Explaining spatial heterogeneity in population dynamics and genetics from spatial variation in resources for a large herbivore

Abstract

Fine-scale spatial variation in genetic relatedness and inbreeding occur across continuous distributions of several populations of vertebrates; however, the basis of observed variation is often left untested. Here we test the hypothesis that prior observations of spatial patterns in genetics for an island population of feral horses (Sable Island, Canada) were the result of spatial variation in population dynamics, itself based in spatial heterogeneity in underlying habitat quality. In order to assess how genetic and population structuring related to habitat, we used hierarchical cluster analysis of water sources and an indicator analysis of the availability of important forage species to identify a longitudinal gradient in habitat quality along the length of Sable Island. We quantify a west-east gradient in access to fresh water and availability of two important food species to horses: sandwort, Honckenya peploides, and beach pea, Lathyrus japonicas. Accordingly, the population clusters into three groups that occupy different island segments (west, central, and east) that vary markedly in their local dynamics. Density, body condition, and survival and reproduction of adult females were highest in the west, followed by central and east areas. These results mirror a previous analysis of genetics, which showed that inbreeding levels are highest in the west (with outbreeding in the east), and that there are significant differences in fixation indices among groups of horses along the length of Sable Island. Our results suggest that inbreeding depression is not an important limiting factor to the horse population. We conclude that where habitat gradients exist, we can anticipate fine-scale heterogeneity in population dynamics and hence genetics.

Figure 1. Study area and longitudinal gradient in sources of fresh water for feral horses on Sable Island, Canada, 2008–2010.

(a) Sources of water (n = 122) grouped according to hierarchical cluster analysis, with area 1 containing only permanent ponds (triangles); area 2 containing permanent ponds and horse-excavated wells (circles); and area 3 containing only excavated wells. (b) Boundaries for areas 1, 2, and 3 that include clusters of water sources and the exclusive movements of females using those water sources.

Figure 2. Three-group dendrogram showing average clustering of Cartesian locations of water sources (permanent water ponds and horse-excavated wells, n = 122) on Sable Island, Canada, 2008–2010.

Boxes separate groups; each node represents a single location of a water source. The height of lines connecting water sources represents the distance between groupings. The left-most box contains sources located in area 2; the centre box contains sources located in area 1; the right-most box contains sources in area 3.
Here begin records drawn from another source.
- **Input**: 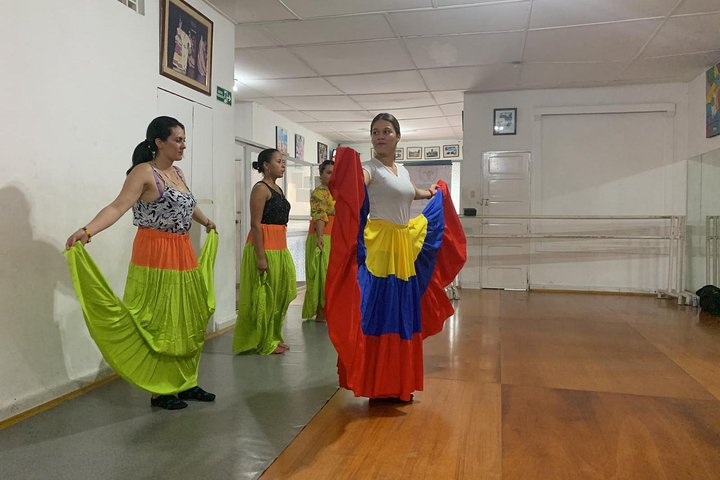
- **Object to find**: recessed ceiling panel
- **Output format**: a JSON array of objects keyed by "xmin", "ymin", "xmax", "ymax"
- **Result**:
[
  {"xmin": 292, "ymin": 40, "xmax": 415, "ymax": 75},
  {"xmin": 284, "ymin": 0, "xmax": 433, "ymax": 18},
  {"xmin": 523, "ymin": 20, "xmax": 660, "ymax": 62},
  {"xmin": 326, "ymin": 70, "xmax": 427, "ymax": 94},
  {"xmin": 530, "ymin": 0, "xmax": 677, "ymax": 28},
  {"xmin": 235, "ymin": 48, "xmax": 316, "ymax": 81},
  {"xmin": 266, "ymin": 15, "xmax": 395, "ymax": 45},
  {"xmin": 389, "ymin": 3, "xmax": 530, "ymax": 36},
  {"xmin": 405, "ymin": 32, "xmax": 524, "ymax": 68}
]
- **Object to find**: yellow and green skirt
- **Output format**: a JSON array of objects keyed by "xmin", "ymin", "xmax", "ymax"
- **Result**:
[
  {"xmin": 65, "ymin": 228, "xmax": 218, "ymax": 394},
  {"xmin": 233, "ymin": 224, "xmax": 297, "ymax": 355},
  {"xmin": 302, "ymin": 215, "xmax": 335, "ymax": 320}
]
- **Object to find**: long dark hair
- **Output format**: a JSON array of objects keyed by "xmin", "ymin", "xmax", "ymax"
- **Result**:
[
  {"xmin": 127, "ymin": 117, "xmax": 185, "ymax": 175},
  {"xmin": 320, "ymin": 160, "xmax": 335, "ymax": 175},
  {"xmin": 370, "ymin": 113, "xmax": 402, "ymax": 137},
  {"xmin": 252, "ymin": 148, "xmax": 280, "ymax": 173}
]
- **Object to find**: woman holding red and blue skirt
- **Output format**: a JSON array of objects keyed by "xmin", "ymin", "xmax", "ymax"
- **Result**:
[
  {"xmin": 65, "ymin": 117, "xmax": 218, "ymax": 410},
  {"xmin": 325, "ymin": 113, "xmax": 466, "ymax": 402}
]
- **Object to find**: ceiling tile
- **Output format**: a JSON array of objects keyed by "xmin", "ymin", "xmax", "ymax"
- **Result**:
[
  {"xmin": 305, "ymin": 110, "xmax": 372, "ymax": 122},
  {"xmin": 235, "ymin": 48, "xmax": 316, "ymax": 81},
  {"xmin": 623, "ymin": 51, "xmax": 720, "ymax": 82},
  {"xmin": 326, "ymin": 70, "xmax": 427, "ymax": 94},
  {"xmin": 243, "ymin": 78, "xmax": 340, "ymax": 96},
  {"xmin": 420, "ymin": 64, "xmax": 520, "ymax": 92},
  {"xmin": 389, "ymin": 2, "xmax": 530, "ymax": 36},
  {"xmin": 530, "ymin": 0, "xmax": 677, "ymax": 28},
  {"xmin": 277, "ymin": 92, "xmax": 361, "ymax": 110},
  {"xmin": 210, "ymin": 0, "xmax": 296, "ymax": 23},
  {"xmin": 643, "ymin": 13, "xmax": 720, "ymax": 57},
  {"xmin": 523, "ymin": 20, "xmax": 660, "ymax": 62},
  {"xmin": 372, "ymin": 106, "xmax": 443, "ymax": 120},
  {"xmin": 284, "ymin": 0, "xmax": 432, "ymax": 18},
  {"xmin": 432, "ymin": 89, "xmax": 465, "ymax": 105},
  {"xmin": 292, "ymin": 40, "xmax": 415, "ymax": 75},
  {"xmin": 405, "ymin": 32, "xmax": 524, "ymax": 68},
  {"xmin": 351, "ymin": 92, "xmax": 435, "ymax": 112},
  {"xmin": 266, "ymin": 15, "xmax": 395, "ymax": 45},
  {"xmin": 675, "ymin": 0, "xmax": 720, "ymax": 15},
  {"xmin": 235, "ymin": 25, "xmax": 277, "ymax": 48},
  {"xmin": 440, "ymin": 102, "xmax": 464, "ymax": 117}
]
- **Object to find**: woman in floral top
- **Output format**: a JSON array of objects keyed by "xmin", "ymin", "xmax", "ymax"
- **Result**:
[{"xmin": 302, "ymin": 160, "xmax": 335, "ymax": 322}]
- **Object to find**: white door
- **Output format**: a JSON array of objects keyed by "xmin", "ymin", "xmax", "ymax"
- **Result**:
[{"xmin": 480, "ymin": 152, "xmax": 530, "ymax": 290}]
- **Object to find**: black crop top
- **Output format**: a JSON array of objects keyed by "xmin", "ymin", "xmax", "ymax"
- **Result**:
[{"xmin": 258, "ymin": 181, "xmax": 290, "ymax": 225}]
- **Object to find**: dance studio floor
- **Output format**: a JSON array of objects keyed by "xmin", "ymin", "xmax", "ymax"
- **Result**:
[{"xmin": 0, "ymin": 290, "xmax": 720, "ymax": 480}]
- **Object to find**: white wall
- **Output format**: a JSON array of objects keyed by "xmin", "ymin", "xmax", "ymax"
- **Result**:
[
  {"xmin": 461, "ymin": 84, "xmax": 688, "ymax": 291},
  {"xmin": 0, "ymin": 0, "xmax": 235, "ymax": 419}
]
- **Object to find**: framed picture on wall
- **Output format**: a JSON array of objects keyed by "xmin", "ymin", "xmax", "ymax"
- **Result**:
[
  {"xmin": 318, "ymin": 142, "xmax": 327, "ymax": 163},
  {"xmin": 443, "ymin": 145, "xmax": 460, "ymax": 158},
  {"xmin": 405, "ymin": 147, "xmax": 422, "ymax": 160},
  {"xmin": 160, "ymin": 0, "xmax": 213, "ymax": 95},
  {"xmin": 493, "ymin": 108, "xmax": 517, "ymax": 135},
  {"xmin": 425, "ymin": 147, "xmax": 440, "ymax": 160},
  {"xmin": 275, "ymin": 127, "xmax": 287, "ymax": 155},
  {"xmin": 295, "ymin": 133, "xmax": 305, "ymax": 160}
]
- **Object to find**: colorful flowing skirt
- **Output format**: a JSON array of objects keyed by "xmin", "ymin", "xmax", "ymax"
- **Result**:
[
  {"xmin": 302, "ymin": 215, "xmax": 335, "ymax": 320},
  {"xmin": 233, "ymin": 224, "xmax": 297, "ymax": 355},
  {"xmin": 65, "ymin": 228, "xmax": 218, "ymax": 394},
  {"xmin": 325, "ymin": 148, "xmax": 466, "ymax": 400}
]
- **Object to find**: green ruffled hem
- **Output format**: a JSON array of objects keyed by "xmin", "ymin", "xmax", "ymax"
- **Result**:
[
  {"xmin": 233, "ymin": 243, "xmax": 297, "ymax": 355},
  {"xmin": 302, "ymin": 233, "xmax": 330, "ymax": 320},
  {"xmin": 65, "ymin": 230, "xmax": 218, "ymax": 394}
]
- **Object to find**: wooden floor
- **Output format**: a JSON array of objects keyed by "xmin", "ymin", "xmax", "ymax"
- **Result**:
[{"xmin": 261, "ymin": 290, "xmax": 720, "ymax": 480}]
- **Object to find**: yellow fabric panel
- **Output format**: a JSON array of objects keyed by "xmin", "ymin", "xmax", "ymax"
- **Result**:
[{"xmin": 365, "ymin": 215, "xmax": 427, "ymax": 281}]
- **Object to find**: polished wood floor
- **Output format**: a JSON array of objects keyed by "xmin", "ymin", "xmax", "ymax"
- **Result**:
[{"xmin": 261, "ymin": 290, "xmax": 720, "ymax": 480}]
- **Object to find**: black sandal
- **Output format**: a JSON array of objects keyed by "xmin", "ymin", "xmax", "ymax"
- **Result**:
[
  {"xmin": 178, "ymin": 386, "xmax": 215, "ymax": 402},
  {"xmin": 150, "ymin": 395, "xmax": 187, "ymax": 410}
]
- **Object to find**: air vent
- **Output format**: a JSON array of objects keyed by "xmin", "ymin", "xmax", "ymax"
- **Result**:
[{"xmin": 118, "ymin": 0, "xmax": 145, "ymax": 15}]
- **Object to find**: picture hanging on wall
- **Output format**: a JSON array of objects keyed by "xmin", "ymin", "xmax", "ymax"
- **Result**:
[
  {"xmin": 318, "ymin": 142, "xmax": 327, "ymax": 163},
  {"xmin": 705, "ymin": 64, "xmax": 720, "ymax": 138},
  {"xmin": 443, "ymin": 145, "xmax": 460, "ymax": 158},
  {"xmin": 405, "ymin": 147, "xmax": 422, "ymax": 160},
  {"xmin": 295, "ymin": 133, "xmax": 305, "ymax": 160},
  {"xmin": 275, "ymin": 127, "xmax": 287, "ymax": 155},
  {"xmin": 425, "ymin": 147, "xmax": 440, "ymax": 160},
  {"xmin": 160, "ymin": 0, "xmax": 213, "ymax": 95}
]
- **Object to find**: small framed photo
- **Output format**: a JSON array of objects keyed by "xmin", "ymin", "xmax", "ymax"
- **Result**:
[
  {"xmin": 443, "ymin": 145, "xmax": 460, "ymax": 158},
  {"xmin": 160, "ymin": 0, "xmax": 213, "ymax": 95},
  {"xmin": 318, "ymin": 142, "xmax": 327, "ymax": 163},
  {"xmin": 493, "ymin": 108, "xmax": 517, "ymax": 135},
  {"xmin": 425, "ymin": 147, "xmax": 440, "ymax": 160},
  {"xmin": 295, "ymin": 133, "xmax": 305, "ymax": 160},
  {"xmin": 405, "ymin": 147, "xmax": 422, "ymax": 160},
  {"xmin": 275, "ymin": 127, "xmax": 287, "ymax": 155}
]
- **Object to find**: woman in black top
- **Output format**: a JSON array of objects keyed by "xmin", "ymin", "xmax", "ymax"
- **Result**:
[{"xmin": 233, "ymin": 148, "xmax": 297, "ymax": 355}]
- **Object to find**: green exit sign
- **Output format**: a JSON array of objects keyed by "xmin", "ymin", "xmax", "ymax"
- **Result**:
[{"xmin": 217, "ymin": 86, "xmax": 232, "ymax": 105}]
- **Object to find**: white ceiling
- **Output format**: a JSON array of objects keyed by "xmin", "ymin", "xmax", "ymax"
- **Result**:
[{"xmin": 201, "ymin": 0, "xmax": 720, "ymax": 143}]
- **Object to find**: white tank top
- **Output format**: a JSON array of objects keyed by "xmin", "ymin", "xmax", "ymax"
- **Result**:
[{"xmin": 362, "ymin": 158, "xmax": 415, "ymax": 225}]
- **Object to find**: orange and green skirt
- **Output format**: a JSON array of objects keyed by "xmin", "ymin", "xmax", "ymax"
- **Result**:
[
  {"xmin": 65, "ymin": 228, "xmax": 218, "ymax": 394},
  {"xmin": 233, "ymin": 224, "xmax": 297, "ymax": 355},
  {"xmin": 302, "ymin": 215, "xmax": 335, "ymax": 320}
]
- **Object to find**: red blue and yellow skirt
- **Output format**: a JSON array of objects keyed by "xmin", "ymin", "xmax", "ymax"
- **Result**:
[
  {"xmin": 302, "ymin": 215, "xmax": 335, "ymax": 320},
  {"xmin": 233, "ymin": 224, "xmax": 297, "ymax": 355},
  {"xmin": 65, "ymin": 228, "xmax": 218, "ymax": 394},
  {"xmin": 325, "ymin": 148, "xmax": 466, "ymax": 400}
]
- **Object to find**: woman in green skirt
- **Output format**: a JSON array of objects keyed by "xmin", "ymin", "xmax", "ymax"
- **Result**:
[
  {"xmin": 233, "ymin": 148, "xmax": 297, "ymax": 355},
  {"xmin": 302, "ymin": 160, "xmax": 335, "ymax": 322}
]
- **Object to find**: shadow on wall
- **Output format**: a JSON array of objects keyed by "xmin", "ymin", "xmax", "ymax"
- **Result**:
[{"xmin": 0, "ymin": 185, "xmax": 72, "ymax": 418}]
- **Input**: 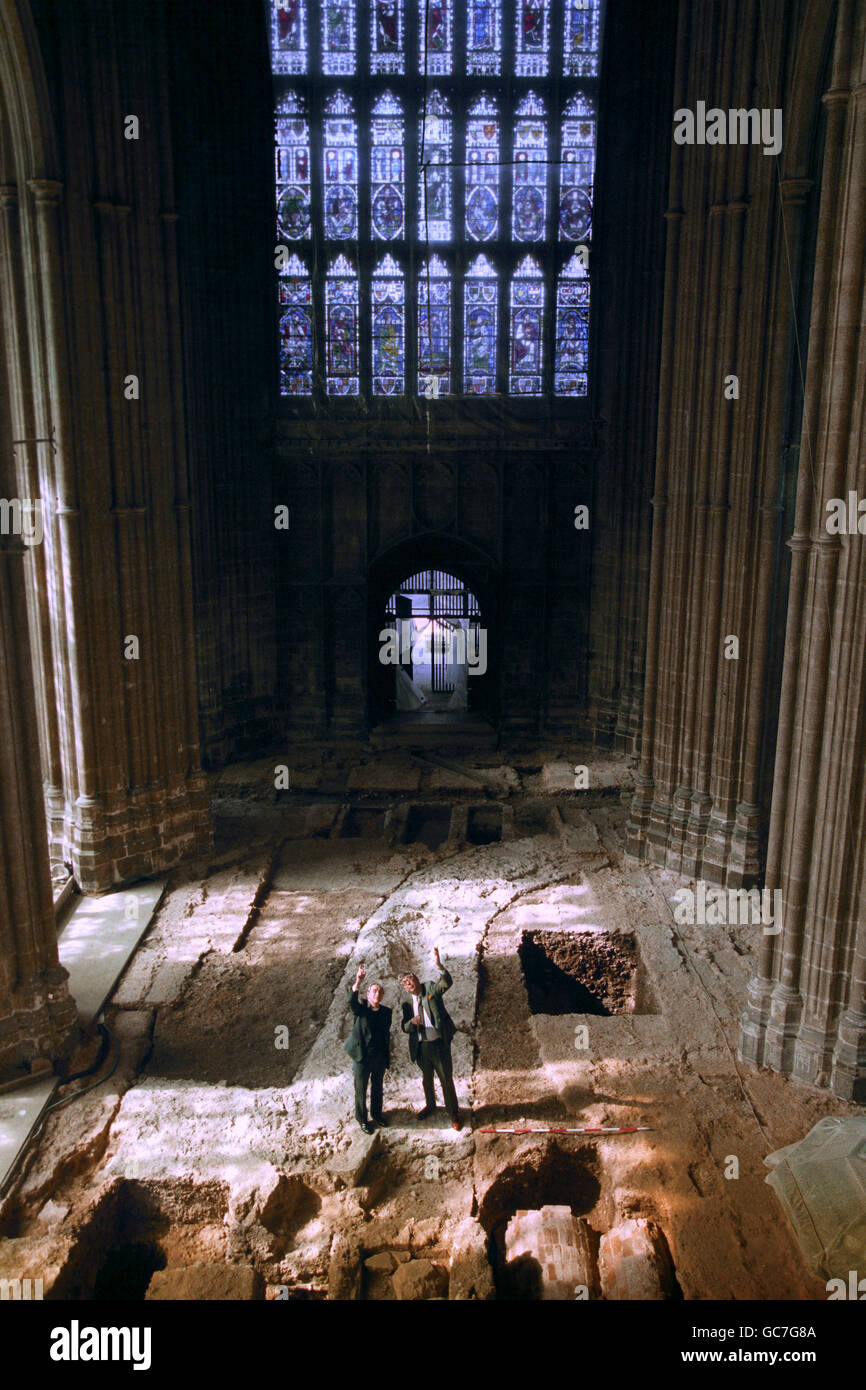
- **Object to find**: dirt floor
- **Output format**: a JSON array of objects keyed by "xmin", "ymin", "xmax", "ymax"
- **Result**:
[{"xmin": 0, "ymin": 745, "xmax": 862, "ymax": 1300}]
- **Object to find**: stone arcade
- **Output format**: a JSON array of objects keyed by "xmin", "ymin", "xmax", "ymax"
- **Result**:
[{"xmin": 0, "ymin": 0, "xmax": 866, "ymax": 1306}]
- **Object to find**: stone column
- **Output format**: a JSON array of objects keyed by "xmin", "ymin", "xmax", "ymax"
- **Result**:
[
  {"xmin": 740, "ymin": 4, "xmax": 866, "ymax": 1099},
  {"xmin": 0, "ymin": 503, "xmax": 78, "ymax": 1080}
]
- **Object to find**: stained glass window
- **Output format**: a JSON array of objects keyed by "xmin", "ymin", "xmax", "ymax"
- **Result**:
[
  {"xmin": 324, "ymin": 92, "xmax": 357, "ymax": 242},
  {"xmin": 512, "ymin": 92, "xmax": 548, "ymax": 242},
  {"xmin": 466, "ymin": 0, "xmax": 502, "ymax": 76},
  {"xmin": 325, "ymin": 256, "xmax": 359, "ymax": 396},
  {"xmin": 370, "ymin": 0, "xmax": 405, "ymax": 74},
  {"xmin": 466, "ymin": 96, "xmax": 499, "ymax": 242},
  {"xmin": 514, "ymin": 0, "xmax": 550, "ymax": 78},
  {"xmin": 321, "ymin": 0, "xmax": 354, "ymax": 75},
  {"xmin": 463, "ymin": 256, "xmax": 499, "ymax": 396},
  {"xmin": 418, "ymin": 92, "xmax": 452, "ymax": 242},
  {"xmin": 563, "ymin": 0, "xmax": 601, "ymax": 78},
  {"xmin": 509, "ymin": 256, "xmax": 545, "ymax": 396},
  {"xmin": 267, "ymin": 0, "xmax": 603, "ymax": 399},
  {"xmin": 373, "ymin": 256, "xmax": 406, "ymax": 396},
  {"xmin": 553, "ymin": 253, "xmax": 589, "ymax": 396},
  {"xmin": 275, "ymin": 92, "xmax": 310, "ymax": 242},
  {"xmin": 279, "ymin": 256, "xmax": 313, "ymax": 396},
  {"xmin": 370, "ymin": 92, "xmax": 406, "ymax": 242},
  {"xmin": 418, "ymin": 256, "xmax": 450, "ymax": 398},
  {"xmin": 418, "ymin": 0, "xmax": 453, "ymax": 76},
  {"xmin": 271, "ymin": 0, "xmax": 307, "ymax": 74},
  {"xmin": 559, "ymin": 95, "xmax": 595, "ymax": 242}
]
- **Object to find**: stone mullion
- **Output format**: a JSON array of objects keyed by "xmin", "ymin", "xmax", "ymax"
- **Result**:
[
  {"xmin": 680, "ymin": 0, "xmax": 749, "ymax": 845},
  {"xmin": 795, "ymin": 88, "xmax": 866, "ymax": 1081},
  {"xmin": 28, "ymin": 179, "xmax": 99, "ymax": 841},
  {"xmin": 95, "ymin": 202, "xmax": 149, "ymax": 816},
  {"xmin": 683, "ymin": 3, "xmax": 753, "ymax": 877},
  {"xmin": 0, "ymin": 185, "xmax": 65, "ymax": 858},
  {"xmin": 740, "ymin": 78, "xmax": 848, "ymax": 1069},
  {"xmin": 122, "ymin": 27, "xmax": 182, "ymax": 809},
  {"xmin": 767, "ymin": 92, "xmax": 848, "ymax": 883},
  {"xmin": 689, "ymin": 194, "xmax": 749, "ymax": 880},
  {"xmin": 627, "ymin": 6, "xmax": 695, "ymax": 856},
  {"xmin": 681, "ymin": 204, "xmax": 726, "ymax": 877},
  {"xmin": 161, "ymin": 205, "xmax": 204, "ymax": 791},
  {"xmin": 766, "ymin": 78, "xmax": 863, "ymax": 1070},
  {"xmin": 830, "ymin": 761, "xmax": 866, "ymax": 1101},
  {"xmin": 731, "ymin": 179, "xmax": 812, "ymax": 884},
  {"xmin": 113, "ymin": 197, "xmax": 170, "ymax": 806},
  {"xmin": 0, "ymin": 519, "xmax": 76, "ymax": 1080},
  {"xmin": 653, "ymin": 13, "xmax": 714, "ymax": 867}
]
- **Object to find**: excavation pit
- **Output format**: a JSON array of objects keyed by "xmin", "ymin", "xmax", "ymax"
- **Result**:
[
  {"xmin": 478, "ymin": 1144, "xmax": 602, "ymax": 1300},
  {"xmin": 518, "ymin": 931, "xmax": 638, "ymax": 1017},
  {"xmin": 405, "ymin": 805, "xmax": 450, "ymax": 849},
  {"xmin": 466, "ymin": 806, "xmax": 502, "ymax": 845},
  {"xmin": 341, "ymin": 806, "xmax": 385, "ymax": 840}
]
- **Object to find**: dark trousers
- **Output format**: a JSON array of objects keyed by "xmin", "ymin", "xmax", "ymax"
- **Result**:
[
  {"xmin": 417, "ymin": 1038, "xmax": 457, "ymax": 1115},
  {"xmin": 352, "ymin": 1056, "xmax": 386, "ymax": 1125}
]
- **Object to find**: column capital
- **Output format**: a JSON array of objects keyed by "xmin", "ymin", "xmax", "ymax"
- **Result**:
[
  {"xmin": 822, "ymin": 88, "xmax": 851, "ymax": 106},
  {"xmin": 26, "ymin": 178, "xmax": 63, "ymax": 207},
  {"xmin": 93, "ymin": 197, "xmax": 132, "ymax": 220},
  {"xmin": 778, "ymin": 178, "xmax": 815, "ymax": 207}
]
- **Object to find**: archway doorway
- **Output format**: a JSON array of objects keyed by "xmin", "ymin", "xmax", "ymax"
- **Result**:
[
  {"xmin": 368, "ymin": 535, "xmax": 499, "ymax": 744},
  {"xmin": 379, "ymin": 570, "xmax": 488, "ymax": 716}
]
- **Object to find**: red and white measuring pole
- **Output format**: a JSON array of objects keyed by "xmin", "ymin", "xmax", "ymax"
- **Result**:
[{"xmin": 475, "ymin": 1125, "xmax": 652, "ymax": 1134}]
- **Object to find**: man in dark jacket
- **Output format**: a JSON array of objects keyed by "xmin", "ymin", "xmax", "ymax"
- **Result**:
[
  {"xmin": 343, "ymin": 965, "xmax": 391, "ymax": 1134},
  {"xmin": 400, "ymin": 947, "xmax": 461, "ymax": 1130}
]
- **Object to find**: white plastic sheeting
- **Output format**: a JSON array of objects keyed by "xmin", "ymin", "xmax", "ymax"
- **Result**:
[{"xmin": 765, "ymin": 1116, "xmax": 866, "ymax": 1279}]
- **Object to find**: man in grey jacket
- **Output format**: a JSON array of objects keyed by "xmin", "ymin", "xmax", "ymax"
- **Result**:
[{"xmin": 400, "ymin": 947, "xmax": 461, "ymax": 1130}]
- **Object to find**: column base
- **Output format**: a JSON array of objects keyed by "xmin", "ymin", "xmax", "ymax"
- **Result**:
[
  {"xmin": 68, "ymin": 771, "xmax": 213, "ymax": 892},
  {"xmin": 0, "ymin": 965, "xmax": 79, "ymax": 1084}
]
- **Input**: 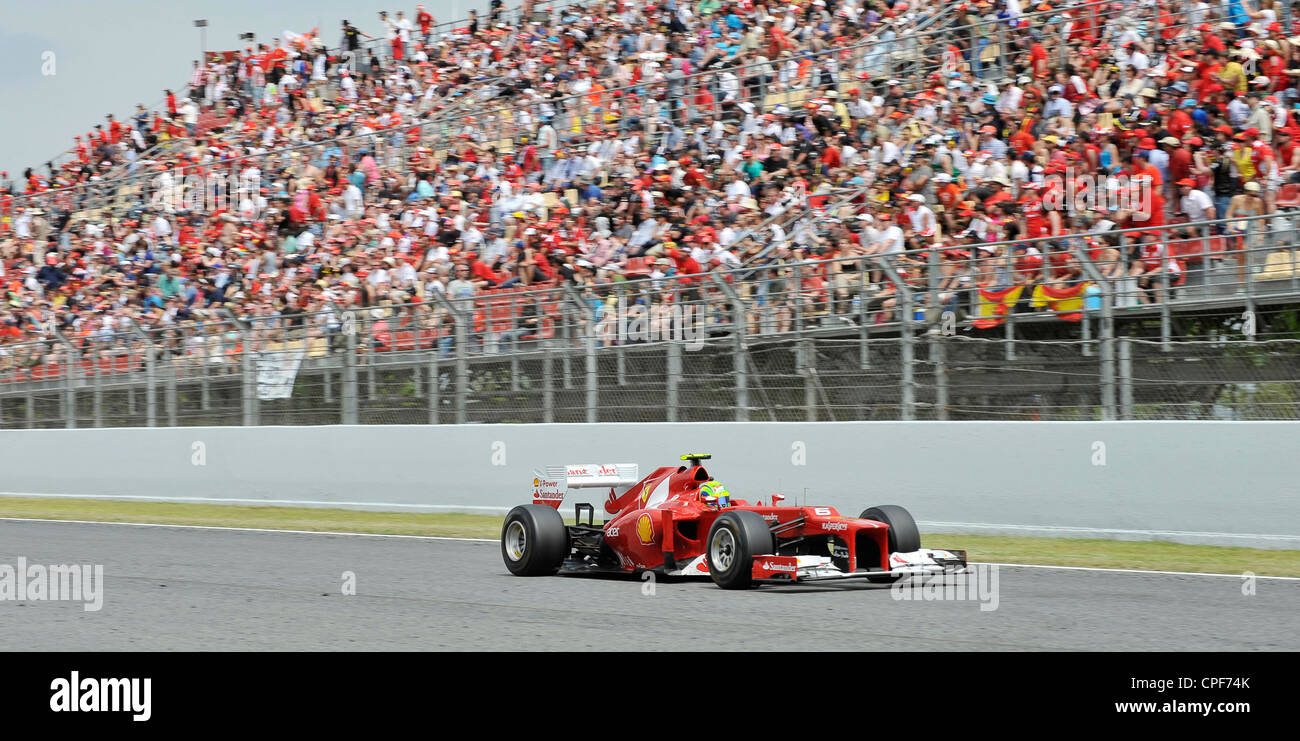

Figure 3. Graphical results of a K-means analysis indicating the appropriate number of clusters of water source-groupings, based on within-groups sum of squares as a function of the number of clusters from hierarchical cluster analysis of points of water use (n = 122), for the analysis of water availability to the Sable Island horses, 2008–2010.

The first obvious bend indicates the appropriate number of groups (i.e., 3).

Figure 4. Comparison of the mean abundance of sandwort Honckenya peploides (right-side-up triangle) and beach pea Lathyrus japonicas (upside-down triangle) with percent cover for vegetated plots (open circle) in areas 1, 2, and 3 (west to east) on Sable Island, Canada, 2010.

Error bars are ±1 SE.

Figure 5. Comparison of the annual count in summer (August) of females of all age classes for areas 1, 2, and 3 (west to east) from 2008 to 2010, Sable Island, Canada.